Avoid Boring People: Lessons From a Life in Science
Firehouse to house summer scientists in 1930.
    The research buildings housing the Department of Genetics dated from the first decade of its existence and, while of far sturdier construction, had an unmistakable turn-of-the-century smell. The main laboratory, an Italianate 1904 building, had a library on the first floor with labs on the top floor and in the basement. On two sides it was surrounded by the cornfields of the Brooklyn-raised and Cornell-trained geneticist Barbara McClintock, whom Demerec had recruited in 1941. Before coming to the symposium that June, she had resigned from the University of Missouri, where her sharp, independent mind was not so well appreciated. Demerec, however, with his eye for real talent, soon got Carnegie's permission to offer her a modest salary and second-floor space in the 1912 Animal House. There mice strains predisposed to cancer had been under intensive study since the early 1920s.
    Despite the extraordinarily beautiful surrounding harbor and hills, the state of the labs and residences gave first-time visitors the distinct impression that Cold Spring Harbor would not likely long remain a site of high-powered science.
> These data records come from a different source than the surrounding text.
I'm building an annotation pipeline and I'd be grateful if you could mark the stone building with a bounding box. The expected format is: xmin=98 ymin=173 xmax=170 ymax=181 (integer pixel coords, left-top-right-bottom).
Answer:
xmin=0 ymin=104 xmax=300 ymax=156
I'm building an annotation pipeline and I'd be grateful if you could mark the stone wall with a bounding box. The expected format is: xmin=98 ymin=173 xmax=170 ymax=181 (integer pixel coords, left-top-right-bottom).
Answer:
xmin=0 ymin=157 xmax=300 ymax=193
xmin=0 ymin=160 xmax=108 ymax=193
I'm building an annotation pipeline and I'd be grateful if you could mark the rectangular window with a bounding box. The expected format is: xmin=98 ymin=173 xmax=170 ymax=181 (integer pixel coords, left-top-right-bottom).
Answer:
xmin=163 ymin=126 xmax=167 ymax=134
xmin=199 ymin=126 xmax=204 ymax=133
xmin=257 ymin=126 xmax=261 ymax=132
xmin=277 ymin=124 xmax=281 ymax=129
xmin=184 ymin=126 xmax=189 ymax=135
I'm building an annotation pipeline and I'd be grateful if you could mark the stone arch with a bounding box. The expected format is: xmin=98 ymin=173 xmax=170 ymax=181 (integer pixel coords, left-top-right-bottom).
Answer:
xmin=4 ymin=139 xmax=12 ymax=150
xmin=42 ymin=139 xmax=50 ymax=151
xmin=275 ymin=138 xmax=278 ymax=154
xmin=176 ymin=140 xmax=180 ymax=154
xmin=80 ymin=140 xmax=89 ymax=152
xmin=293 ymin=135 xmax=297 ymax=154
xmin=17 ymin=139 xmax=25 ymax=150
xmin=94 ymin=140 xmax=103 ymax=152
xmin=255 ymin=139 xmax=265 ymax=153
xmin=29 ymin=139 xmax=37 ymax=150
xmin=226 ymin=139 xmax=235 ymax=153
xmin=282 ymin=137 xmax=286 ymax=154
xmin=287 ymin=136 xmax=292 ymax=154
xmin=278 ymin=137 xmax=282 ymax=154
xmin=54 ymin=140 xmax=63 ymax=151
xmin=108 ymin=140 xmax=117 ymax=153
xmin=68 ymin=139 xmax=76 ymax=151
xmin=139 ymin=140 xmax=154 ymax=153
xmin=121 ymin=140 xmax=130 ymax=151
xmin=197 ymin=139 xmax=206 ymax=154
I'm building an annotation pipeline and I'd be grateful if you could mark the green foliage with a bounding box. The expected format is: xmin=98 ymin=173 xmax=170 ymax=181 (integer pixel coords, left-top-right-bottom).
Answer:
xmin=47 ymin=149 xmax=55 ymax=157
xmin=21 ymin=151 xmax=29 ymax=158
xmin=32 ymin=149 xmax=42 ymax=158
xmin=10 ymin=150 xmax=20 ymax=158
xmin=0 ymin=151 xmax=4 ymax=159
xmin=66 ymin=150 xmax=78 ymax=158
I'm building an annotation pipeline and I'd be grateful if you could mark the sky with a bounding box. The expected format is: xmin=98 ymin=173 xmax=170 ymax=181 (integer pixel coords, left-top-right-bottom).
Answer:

But I then had no concern for the state of the buildings as long as they had the facilities needed for my phage experiments. Our IU contingent was to work in the 1927 Colonial Revival-style Nichols Building, which housed the Biological Laboratory's only two scientists, Vernon Bryson and Albert Keiner. Both did experiments on mutagenic agents in bacteria, and we could use their steam sterilizer (autoclave) and oven to prevent unwanted contamination of our bacterial cultures.
    Several days later, Luria arrived with his New York-born wife, Zella, a Ph.D. student in psychology whom he'd met soon after arriving at IU. She was expecting their child at the end of the summer and welcomed the prospect of Blackford meals over preparing food in their Williams House apartment, furnished with castoffs from local estate owners. Renato Dulbecco by then also was on hand, having driven east in a secondhand Pontiac that he subsequently would use to take his wife and two young children back to Bloomington after their arrival from Italy. One of its first uses on the East Coast was to drive Max Del-briick and his wife, Manny, to the Marine Terminal at La Guardia Airport, where they boarded a Pan Am flying boat to England. From there they were to go on to Germany, where Max's family had suffered badly in the war, his brother, Justus, dying of diphtheria in a Russian prison camp after earlier being incarcerated by the Nazis.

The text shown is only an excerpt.